Authorities arrested a woman from Lindale, Texas for failing to report the repeated sexual abuse of at least one child, according to authorities.
The 30-year-old woman was booked into a county jail on a charge of abandon or endanger child criminal negligence with a bond amount of $100,000.
According to an arrest affidavit, on June 04, the alleged victim, a teenage girl, told law enforcement that she had been raped three times over the previous weekend. When she was examined at the hospital, the victim told authorities that she had been sexually assaulted since she was seven-years-old.
The defendant was aware of the sexual abuse and even took some steps to prevent it. However, she did not tell police about the abuse because she was afraid the children would be taken away from her and she was afraid of the male abuser. KLTV Digital Media Staff "Lindale woman accused of failing to report repeated child sex abuse" https://www.kltv.com/2023/08/04/lindale-woman-accused-failing-report-repeated-child-sex-abuse/ (Aug. 05, 2023).
Commentary and Checklist
If you have a reasonable suspicion that a child in your care is being sexually abused – even if the abuser is a close relative – you should remove the child from the presence of the abuser and report to the local child protection authorities or to law enforcement.
Permitting abuse to continue will lead to prosecution for failure to report as in the article.
Here are steps safe adults should take if they have a reasonable suspicion of child sexual abuse:
- If a life-threatening emergency exists, dial 911.
- If not a life-threatening emergency, contact a child protective services agency or local law enforcement immediately.
- Get a name, title, department, phone number and email address from your law enforcement and/or child protective services contact.
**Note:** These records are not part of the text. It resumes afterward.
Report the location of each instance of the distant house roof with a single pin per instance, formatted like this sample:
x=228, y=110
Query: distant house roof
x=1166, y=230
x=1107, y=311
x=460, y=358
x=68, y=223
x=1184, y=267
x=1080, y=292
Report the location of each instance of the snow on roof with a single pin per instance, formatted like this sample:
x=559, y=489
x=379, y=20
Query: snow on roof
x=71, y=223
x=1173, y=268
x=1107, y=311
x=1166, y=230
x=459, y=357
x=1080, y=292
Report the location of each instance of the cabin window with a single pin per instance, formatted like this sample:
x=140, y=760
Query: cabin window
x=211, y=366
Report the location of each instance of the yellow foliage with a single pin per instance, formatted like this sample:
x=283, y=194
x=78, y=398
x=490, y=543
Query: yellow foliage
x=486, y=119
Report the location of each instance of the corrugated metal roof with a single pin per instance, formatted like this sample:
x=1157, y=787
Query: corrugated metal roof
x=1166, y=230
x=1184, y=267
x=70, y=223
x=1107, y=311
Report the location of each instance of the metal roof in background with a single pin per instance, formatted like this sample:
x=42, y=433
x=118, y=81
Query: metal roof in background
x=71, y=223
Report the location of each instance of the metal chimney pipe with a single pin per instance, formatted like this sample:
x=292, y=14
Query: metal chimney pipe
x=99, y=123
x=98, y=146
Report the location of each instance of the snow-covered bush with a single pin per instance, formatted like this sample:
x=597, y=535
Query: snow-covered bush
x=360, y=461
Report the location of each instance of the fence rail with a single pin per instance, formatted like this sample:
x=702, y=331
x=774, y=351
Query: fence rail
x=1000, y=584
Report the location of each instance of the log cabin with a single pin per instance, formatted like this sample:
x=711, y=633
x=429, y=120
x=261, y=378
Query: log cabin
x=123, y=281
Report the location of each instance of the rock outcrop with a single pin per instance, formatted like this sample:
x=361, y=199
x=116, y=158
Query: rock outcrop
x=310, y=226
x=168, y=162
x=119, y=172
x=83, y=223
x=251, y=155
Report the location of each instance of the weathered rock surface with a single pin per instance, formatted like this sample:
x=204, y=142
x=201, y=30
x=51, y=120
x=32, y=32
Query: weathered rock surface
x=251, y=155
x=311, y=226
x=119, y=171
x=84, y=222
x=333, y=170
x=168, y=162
Take notes and preserve your communications with law enforcement and/or child protective services.
- Tell the law enforcement and/or child protective services contact the facts that form the basis of your reasonable suspicion of child sexual abuse. Be prepared to provide dates, times, and names of witnesses. Do not speculate or provide information that you know is false or misleading.
- Follow the directions of law enforcement and/or child protective services contact on preserving the safety of the child.
- If applicable, let your employer know that you have made a report to law enforcement or child protective services.
- Provide emotional support to the child when possible.
- Do not argue, blame, or interrogate the child.
- Do not try to convince the child he or she is mistaken.
- Do not direct any anger or retaliation toward the child.
- Allow law enforcement and/or child protective services to interact with parents and/or caregivers.
- Follow-up with law enforcement and/or child protective services on your report.